EMC: I don't feel I'm doing anything special but merely trying to understand things better. I see my involvement in science, art and even construction of my studios and finance not as glamorous but as desperate gestures. Some people walk through life either knowing or thinking they know, but I neither know nor think I know. Does that sound like a Renaissance man?

DS: What can we expect from your Kaneko talk? They've already had some interesting folks talk over there - Christo and Jeanne-Claude, a National Geographic explorer, among others - and they've all done different things.

EMC: I will scale down Christo by wrapping a toilet stall. Also, in the Kaneko lecture I will talk about some ideas that matter to me and offer two slide shows, which will include songs by Leonard Cohen. The songs under the images might sound improper, but they offer a context for the presentation.

DS: What is your connection with the university?
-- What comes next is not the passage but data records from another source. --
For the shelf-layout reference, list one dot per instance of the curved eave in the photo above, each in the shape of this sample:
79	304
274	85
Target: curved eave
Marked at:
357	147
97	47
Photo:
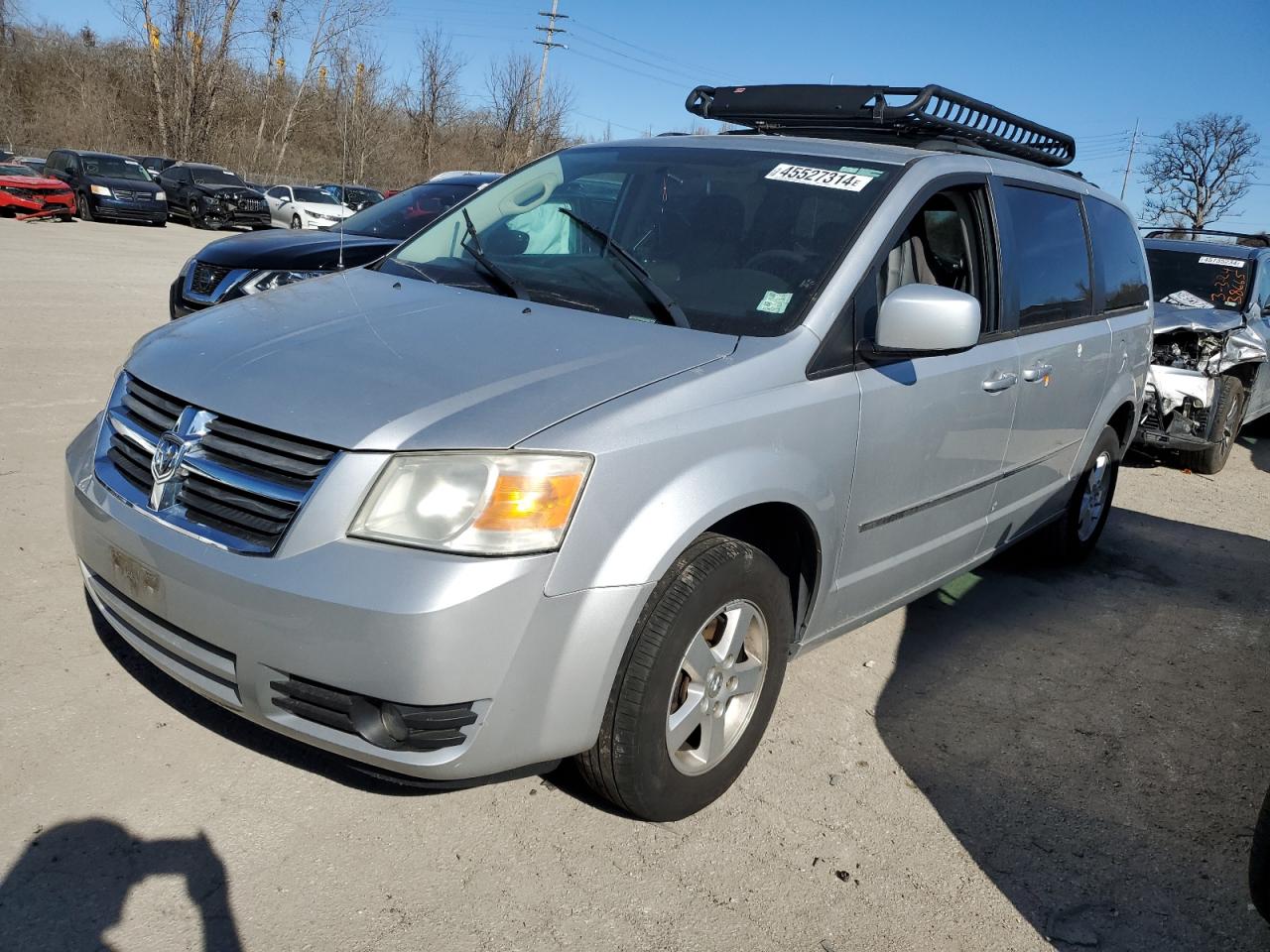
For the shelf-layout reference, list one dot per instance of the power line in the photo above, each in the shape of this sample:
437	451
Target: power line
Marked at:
625	68
658	54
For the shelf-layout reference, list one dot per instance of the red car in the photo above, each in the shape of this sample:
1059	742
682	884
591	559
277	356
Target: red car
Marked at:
31	195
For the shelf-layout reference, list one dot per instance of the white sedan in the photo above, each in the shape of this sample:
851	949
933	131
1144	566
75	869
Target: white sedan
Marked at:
302	207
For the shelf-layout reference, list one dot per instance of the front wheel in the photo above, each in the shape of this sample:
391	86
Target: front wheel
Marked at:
1078	534
1229	413
698	684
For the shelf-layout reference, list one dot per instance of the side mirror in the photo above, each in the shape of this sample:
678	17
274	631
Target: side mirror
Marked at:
928	318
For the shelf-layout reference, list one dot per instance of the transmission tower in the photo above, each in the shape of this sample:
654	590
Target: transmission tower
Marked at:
548	45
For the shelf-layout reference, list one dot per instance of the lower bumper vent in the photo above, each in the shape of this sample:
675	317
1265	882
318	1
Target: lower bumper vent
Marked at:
384	724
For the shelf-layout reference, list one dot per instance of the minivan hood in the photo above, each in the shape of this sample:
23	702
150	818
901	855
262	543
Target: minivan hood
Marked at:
290	248
366	361
1214	320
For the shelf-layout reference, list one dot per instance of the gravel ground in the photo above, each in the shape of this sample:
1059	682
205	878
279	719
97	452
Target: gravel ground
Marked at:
1026	760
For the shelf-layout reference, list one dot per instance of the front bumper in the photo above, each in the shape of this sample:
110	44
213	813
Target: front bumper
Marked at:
40	204
1176	411
121	209
393	624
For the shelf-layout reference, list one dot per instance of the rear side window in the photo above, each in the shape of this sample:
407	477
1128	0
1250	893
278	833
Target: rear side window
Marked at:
1121	271
1049	262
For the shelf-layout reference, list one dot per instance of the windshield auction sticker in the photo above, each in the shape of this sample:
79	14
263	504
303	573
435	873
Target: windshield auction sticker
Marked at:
843	180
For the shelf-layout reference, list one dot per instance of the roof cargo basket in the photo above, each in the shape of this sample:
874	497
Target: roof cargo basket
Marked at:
1198	235
865	113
EMC: My association with the University of Nebraska is deep and has been a part of my work for the past 10 years. Also, the two people I most admire, Dan Siedell and President Milliken, are here. Dan Siedell, who used to be chief curator at the Sheldon and now is a UNO faculty member, bought my work very early - in 1997 - for the museum. He introduced me to President Milliken. And since 2003, the University of Nebraska Press has been distributing the books of Whale and Star, my publishing house.

DS: There's a saying about jounalists, that we know a little about a lot but not a lot about one thing. Do you ever feel like that, that you've cast so wide a net that it's hard to capture anything in depth?

EMC: Much of life seems to me to be about choosing or not choosing. We tend to feel anxious in front of dualities and wish to simplify them at the cost of truth and parts of ourselves. It is not easy to decide between being a father or an artist, which is often an unconscious question; or between being a visceral artist or a thoughtful one. To me, life consists of infinite choices. To walk any path is to have missed on others.